I have found, in quieting this voice and learning to be nice to myself, that I have slowly become less good at being kind to myself, in the more critical sense of kindness. There’s a difference between being nice, and being kind. Niceness doesn’t really require care. You can say nice things without actually meaning them, and you can be nice to people without really caring about their welfare or wellbeing. Niceness is not about others, niceness is about ourselves, making ourselves look good and feel good.

Kindness, on the other hand, is all about others. The act of being kind is about actually considering someone else’s interests or feelings or needs, and acting in a way that shows consideration. Feedback is a useful example. I often explain to my students that if I just said things about their work like ‘this is a good draft’ or ‘interesting points here’ and nothing else, that may be nice because it would make them feel good and would make me look like an engaged reader. But, how would they get to draft 2, and to a better final piece of work? If I rather say ‘this is a good draft, but there is still work to be done on supporting your argument, using more updated sources, and deepening your critical engagement with supporting texts’, they might think ‘oh no, more work, she doesn’t think it’s (I’m) good enough yet’, and feel a bit bleak, initially. But, that feedback is kind because I actually care about you getting to a more confident and capable place as a scholar.
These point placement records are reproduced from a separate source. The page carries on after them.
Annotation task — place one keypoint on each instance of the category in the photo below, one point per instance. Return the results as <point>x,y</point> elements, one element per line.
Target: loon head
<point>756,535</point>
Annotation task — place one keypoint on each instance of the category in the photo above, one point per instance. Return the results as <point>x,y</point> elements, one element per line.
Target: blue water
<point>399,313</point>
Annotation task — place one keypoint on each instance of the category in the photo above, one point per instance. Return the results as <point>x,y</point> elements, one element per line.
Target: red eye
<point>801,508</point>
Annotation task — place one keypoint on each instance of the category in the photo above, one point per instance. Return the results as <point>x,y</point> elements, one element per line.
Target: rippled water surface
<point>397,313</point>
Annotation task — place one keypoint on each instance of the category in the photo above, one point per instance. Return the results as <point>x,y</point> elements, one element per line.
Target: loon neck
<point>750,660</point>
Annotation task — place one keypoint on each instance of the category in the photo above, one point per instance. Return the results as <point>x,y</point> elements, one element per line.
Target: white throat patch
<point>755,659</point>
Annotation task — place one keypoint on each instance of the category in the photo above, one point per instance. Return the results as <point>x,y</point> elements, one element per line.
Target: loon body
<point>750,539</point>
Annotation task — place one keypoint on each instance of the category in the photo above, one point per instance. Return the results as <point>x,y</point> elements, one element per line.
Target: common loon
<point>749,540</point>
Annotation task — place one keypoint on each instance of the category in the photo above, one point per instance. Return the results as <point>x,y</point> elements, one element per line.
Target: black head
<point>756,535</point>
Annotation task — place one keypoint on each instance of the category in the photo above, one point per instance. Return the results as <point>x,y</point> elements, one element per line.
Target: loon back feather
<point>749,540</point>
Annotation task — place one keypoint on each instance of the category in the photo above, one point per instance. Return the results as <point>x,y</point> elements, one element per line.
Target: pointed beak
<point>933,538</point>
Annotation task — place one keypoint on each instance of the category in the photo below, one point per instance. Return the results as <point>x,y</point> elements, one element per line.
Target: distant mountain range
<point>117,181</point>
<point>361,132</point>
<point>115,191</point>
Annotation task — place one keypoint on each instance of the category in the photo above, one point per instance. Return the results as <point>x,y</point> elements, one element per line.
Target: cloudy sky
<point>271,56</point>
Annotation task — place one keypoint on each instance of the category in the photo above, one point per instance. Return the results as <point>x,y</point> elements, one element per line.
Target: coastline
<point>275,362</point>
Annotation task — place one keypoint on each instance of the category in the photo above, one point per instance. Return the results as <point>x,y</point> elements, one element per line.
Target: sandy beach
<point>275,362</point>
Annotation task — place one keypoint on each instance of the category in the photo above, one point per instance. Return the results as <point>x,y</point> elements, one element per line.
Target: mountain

So, back to me: I think, right now in the wake of this post-book slump, I am being way too nice to myself and not nearly kind enough. I am giving myself too many free passes, too much time to loaf-off, and the more I do that the harder it is to come back to a place of focus and productivity. I am not sleeping well because I keep dreaming about all the work and writing I am not doing. So, starting right now, as soon as I post this rather personal post, I am going to be kind to myself. I am going to make myself send three emails I need to send, read three pieces of student work I was supposed to read yesterday, and finish two outstanding pieces of work that are overdue. Then, I will have a proper lunch, and give my own work some time, with some reading and writing in my reading journal. Day done. Then, tomorrow the same again: making kind choices that show my care for myself, and also for others that I have a responsibility towards.

Photo by Andrea Piacquadio from Pexels

I reckon this is not going to be easy, and I’m going to have to work at this for a while until I get myself back into a different, more productive, less ‘meh’ place that I am currently in. But, if not now then when? These lessons we have to learn about ourselves — who we are, how we work, what we need to focus and be productive, and have enough energy for ourselves and for others — keep having to be learned and relearned because as we get older, and we change and our lives change, the demands on us change, as does the way we respond. This can feel like failure – why don’t I know how to do this properly already?? But, I am trying to see it more kindly, as an opportunity to reassess and reflect, to make different choices if I have to, to grow. I feel like this could make me a better teacher, colleague, supervisor, writer, and also a better mother, and partner to Lovely Husband.

So, if you are also just over it all, and tired to your bones, and lying on the couch in your PJs in a pancake coma telling yourself you don’t have to work today, maybe try a small act of kindness: get dressed, make the bed, tidy up, make a small list and answer some emails. Day done. Tomorrow, taking a few more steps towards the bigger things you need to do will hopefully be easier. And pretty soon, you’ll be back on a path of kindness, and Getting Things Done. I’ll be right there with you.